The main idea of the differences between modalities is that e-commerce can be mobile, but m-commerce is not always transactional. Considering Internet-enabled in-store kiosks, m-commerce could also be transactional if not always “phone-in-hand” mobile. This distinction exemplifies a typical e-commerce practice in Japan: iMode phones provide customers with information about shopping choices, but actual product orders are often entered via in-store self-service computer portals. So, m-commerce provides good support and promotion for e-commerce transactions to roaming users, even if it’s not always fully functional for every shopping need.
In other words, we can say that M-commerce is a subset of e-commerce that deals with electronic transactions using mobile communication equipment. It refers to electronic transactions and businesses such as financial services or shopping, the only difference with e-commerce being that the medium is wireless rather than wire line. Short Message Service (SMS): There are a variety of Internet-like applications available for today’s mobile phones.

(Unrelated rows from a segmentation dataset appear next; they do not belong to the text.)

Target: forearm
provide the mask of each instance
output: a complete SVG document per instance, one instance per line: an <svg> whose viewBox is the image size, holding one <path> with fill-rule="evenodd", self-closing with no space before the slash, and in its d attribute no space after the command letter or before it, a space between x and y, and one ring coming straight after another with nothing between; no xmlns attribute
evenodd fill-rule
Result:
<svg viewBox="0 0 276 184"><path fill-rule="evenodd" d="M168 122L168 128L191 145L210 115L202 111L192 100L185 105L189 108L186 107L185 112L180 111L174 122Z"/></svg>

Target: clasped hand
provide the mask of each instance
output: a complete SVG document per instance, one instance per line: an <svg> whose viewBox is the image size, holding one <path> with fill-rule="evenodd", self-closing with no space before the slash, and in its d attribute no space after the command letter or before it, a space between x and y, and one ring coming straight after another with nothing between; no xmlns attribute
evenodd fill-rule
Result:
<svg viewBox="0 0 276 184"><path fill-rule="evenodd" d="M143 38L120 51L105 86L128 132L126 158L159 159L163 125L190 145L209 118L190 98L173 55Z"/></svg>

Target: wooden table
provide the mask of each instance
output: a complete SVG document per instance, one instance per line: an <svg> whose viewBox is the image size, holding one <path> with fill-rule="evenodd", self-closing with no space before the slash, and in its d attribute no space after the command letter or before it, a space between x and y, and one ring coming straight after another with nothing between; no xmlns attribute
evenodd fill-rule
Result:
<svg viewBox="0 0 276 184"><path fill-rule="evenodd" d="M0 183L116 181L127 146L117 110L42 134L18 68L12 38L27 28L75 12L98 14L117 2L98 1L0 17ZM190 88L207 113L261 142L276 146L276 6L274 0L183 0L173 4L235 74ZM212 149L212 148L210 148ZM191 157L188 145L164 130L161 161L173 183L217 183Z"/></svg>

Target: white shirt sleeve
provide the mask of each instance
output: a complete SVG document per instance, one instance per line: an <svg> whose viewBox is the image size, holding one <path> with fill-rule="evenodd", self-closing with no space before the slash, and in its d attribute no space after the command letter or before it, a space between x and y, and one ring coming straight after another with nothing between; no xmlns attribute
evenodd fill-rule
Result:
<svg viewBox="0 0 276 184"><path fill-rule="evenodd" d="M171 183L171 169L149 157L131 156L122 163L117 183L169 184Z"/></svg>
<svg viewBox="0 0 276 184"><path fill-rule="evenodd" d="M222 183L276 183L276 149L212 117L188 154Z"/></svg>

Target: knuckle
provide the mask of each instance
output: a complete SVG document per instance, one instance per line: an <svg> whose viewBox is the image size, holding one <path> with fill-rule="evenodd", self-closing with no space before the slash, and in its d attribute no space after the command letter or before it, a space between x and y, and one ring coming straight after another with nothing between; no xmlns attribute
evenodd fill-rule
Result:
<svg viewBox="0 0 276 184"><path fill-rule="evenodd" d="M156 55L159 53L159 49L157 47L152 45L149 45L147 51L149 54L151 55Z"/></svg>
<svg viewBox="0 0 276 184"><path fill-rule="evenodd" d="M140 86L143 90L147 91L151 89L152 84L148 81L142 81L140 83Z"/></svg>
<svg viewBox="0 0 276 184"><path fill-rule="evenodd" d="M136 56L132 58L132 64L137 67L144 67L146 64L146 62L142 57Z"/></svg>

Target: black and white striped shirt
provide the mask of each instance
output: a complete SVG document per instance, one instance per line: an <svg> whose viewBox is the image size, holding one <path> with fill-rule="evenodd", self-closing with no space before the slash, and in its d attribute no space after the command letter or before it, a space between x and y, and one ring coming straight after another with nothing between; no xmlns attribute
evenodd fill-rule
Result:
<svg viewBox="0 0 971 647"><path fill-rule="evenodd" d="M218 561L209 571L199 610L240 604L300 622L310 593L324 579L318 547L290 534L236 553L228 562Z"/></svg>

The introduction of the second generation GSM mobile phone brought a simple but popular application called Short Message Service (SMS). This allows text messages to be sent from one phone to another.
Wireless Application Protocol (WAP), commercially launched by many operators in 2000 and allows mobile phones to browse the Internet. Users access web sites specially adapted to fit the screen size of a mobile phone. WAP has been plagued by a number of problems including a shortage of handsets, slow speed and a lack of applications and there were less than five million users at the end of 2000.
Difference between Mobile commerce and Electronic commerce: Frequently, m-commerce is represented as a “subset of all e-commerce” thus implying that any e-commerce site could and should be made available from a wireless device. However, M-commerce should be recognized as a unique business opportunity with its own unique characteristics and functions, not just an extension of an organization’s Internet-based e-commerce channel.